The REIT has a diversified net lease and hotel portfolio with a national scale which remains a strategically positioned portfolio. While its hotels are typically located in urban or high-density suburban locations intended to be convenient for business travelers, its service-focused net lease properties include brands and industries benefitting from solid demand drivers. The REIT owns necessity-based retail assets with strong rent coverage, low capex requirements, and long lease terms. This balances the cyclicality of SVC’s hotel portfolio.
For Q2 2024, Service Properties Trust (NASDAQ:SVC) recorded a normalized FFO of $73.8 million and a net loss of $73.9 million. In July, the REIT sold two hotels and three vacant net lease properties. Simultaneously, it entered into agreements to sell 16 hotels with an aggregate of 1,930 keys for an aggregate sales price of $113.2 million and one net lease property with 3,381 square feet for a sales price of $1.3 million.
Recently, Service Properties Trust (NASDAQ:SVC) reduced quarterly distribution to $0.01 per share which will result in $127 million of annual savings. The firm also plans to sell 114 Sonesta-managed focused service hotels in 2025 to use the net sales proceeds to repay debt. Thus, SVC is making efforts to improve portfolio performance, reduce capital expenditures and leverage, and position its hotel portfolio well for the long term.
1. Office Properties Income Trust (NASDAQ:OPI)
Year-to-Date Decline: 71.49%
Number of Hedge Fund Holders: 17
Office Properties Income Trust (NASDAQ:OPI) is a real estate investment trust focused on owning and leasing office properties to high-credit quality tenants across the United States. As of June 30, 2024, the firm owned and leased 151 properties with 20.3 million square feet situated in 30 states and Washington, D.C.
OPI boasts a strong portfolio supported by a high credit tenant base with almost 61% of revenue coming from investment-grade rated tenants, as of June 30. Additionally, the portfolio ensures geographic and industry diversification. The firm is managed by the RMR Group, an alternative asset management company focused on commercial real estate and related businesses, something OPI sees as its competitive advantage. The firm believes that RMR provides management services at costs lower than what OPI had to pay if it were self-managed other than bringing scale and efficiency to the REIT.

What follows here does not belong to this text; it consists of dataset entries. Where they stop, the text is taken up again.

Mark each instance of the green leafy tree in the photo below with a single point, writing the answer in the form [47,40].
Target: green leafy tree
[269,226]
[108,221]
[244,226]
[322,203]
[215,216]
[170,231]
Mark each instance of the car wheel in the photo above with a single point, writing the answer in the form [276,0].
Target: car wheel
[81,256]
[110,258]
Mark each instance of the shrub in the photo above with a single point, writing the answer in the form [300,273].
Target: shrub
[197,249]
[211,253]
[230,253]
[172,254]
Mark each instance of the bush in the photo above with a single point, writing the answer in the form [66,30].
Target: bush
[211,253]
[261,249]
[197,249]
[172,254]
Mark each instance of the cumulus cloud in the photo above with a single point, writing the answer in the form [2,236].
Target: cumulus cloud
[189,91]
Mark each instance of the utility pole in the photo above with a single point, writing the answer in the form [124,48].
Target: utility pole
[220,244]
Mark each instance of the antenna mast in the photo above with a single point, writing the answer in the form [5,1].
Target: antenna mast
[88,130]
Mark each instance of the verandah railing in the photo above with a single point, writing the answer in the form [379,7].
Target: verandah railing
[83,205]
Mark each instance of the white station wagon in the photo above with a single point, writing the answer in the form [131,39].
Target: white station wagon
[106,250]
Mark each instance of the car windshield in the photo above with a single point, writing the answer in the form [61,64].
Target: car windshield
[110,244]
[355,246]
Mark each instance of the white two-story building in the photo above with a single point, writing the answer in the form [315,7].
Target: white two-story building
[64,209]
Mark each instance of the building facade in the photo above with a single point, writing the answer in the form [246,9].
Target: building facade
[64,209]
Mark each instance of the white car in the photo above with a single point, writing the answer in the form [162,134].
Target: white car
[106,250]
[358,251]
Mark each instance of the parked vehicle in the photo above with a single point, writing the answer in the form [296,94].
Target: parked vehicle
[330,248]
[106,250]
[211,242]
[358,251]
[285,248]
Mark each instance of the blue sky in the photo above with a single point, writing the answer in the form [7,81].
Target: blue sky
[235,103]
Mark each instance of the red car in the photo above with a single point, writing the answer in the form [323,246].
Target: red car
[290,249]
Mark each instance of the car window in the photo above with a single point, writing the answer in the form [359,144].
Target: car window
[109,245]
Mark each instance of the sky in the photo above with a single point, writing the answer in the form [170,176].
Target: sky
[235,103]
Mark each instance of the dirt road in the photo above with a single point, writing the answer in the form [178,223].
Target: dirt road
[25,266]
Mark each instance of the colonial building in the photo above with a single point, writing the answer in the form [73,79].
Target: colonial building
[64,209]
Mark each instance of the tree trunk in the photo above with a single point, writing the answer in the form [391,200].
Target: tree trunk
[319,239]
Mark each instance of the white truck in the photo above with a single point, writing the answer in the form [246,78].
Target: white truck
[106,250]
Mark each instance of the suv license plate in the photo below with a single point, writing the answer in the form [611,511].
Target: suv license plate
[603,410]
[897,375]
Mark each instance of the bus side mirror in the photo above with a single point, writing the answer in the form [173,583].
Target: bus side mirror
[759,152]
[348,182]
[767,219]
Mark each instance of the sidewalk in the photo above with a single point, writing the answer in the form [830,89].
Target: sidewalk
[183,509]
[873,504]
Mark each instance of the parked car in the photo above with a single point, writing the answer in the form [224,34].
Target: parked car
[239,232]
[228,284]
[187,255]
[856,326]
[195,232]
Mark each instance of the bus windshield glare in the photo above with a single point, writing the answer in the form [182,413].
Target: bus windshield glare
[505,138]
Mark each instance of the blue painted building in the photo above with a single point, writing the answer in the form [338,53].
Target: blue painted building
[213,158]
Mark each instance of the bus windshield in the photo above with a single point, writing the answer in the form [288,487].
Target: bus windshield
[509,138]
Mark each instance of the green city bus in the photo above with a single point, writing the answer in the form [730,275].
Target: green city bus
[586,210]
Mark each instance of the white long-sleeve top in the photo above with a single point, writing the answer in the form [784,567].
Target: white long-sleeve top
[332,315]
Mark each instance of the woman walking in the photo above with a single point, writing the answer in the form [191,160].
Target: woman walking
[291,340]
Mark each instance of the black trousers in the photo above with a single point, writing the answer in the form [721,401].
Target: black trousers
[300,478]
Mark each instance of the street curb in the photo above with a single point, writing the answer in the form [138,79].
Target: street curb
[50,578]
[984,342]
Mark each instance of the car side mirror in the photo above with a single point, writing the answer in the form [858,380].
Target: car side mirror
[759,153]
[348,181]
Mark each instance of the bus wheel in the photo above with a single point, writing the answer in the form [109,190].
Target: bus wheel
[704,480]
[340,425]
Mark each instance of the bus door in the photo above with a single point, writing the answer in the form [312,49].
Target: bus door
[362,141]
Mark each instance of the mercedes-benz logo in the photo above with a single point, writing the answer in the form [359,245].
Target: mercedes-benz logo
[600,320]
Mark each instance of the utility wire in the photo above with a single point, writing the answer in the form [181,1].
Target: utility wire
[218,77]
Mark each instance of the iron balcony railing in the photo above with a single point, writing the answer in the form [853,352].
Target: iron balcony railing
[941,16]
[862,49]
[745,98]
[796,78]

For the second quarter, Office Properties Income Trust (NASDAQ:OPI) reported a net income of $76.2 million and a normalized FFO of $33.2 million. In regards to leasing, OPI signed 208,000 square feet of new and renewal leases and closed the quarter with the same property portfolio occupancy of almost 90%. The REIT is under agreement to sell 12 properties for approximately $93.5 million, expected to be closed by year-end.
In conclusion, Office Properties Income Trust (NASDAQ:OPI) has a well-established and diversified portfolio, quality tenants, and support from the RMR Group. The company’s stock is held by 17 hedge funds, as of Q2 2024.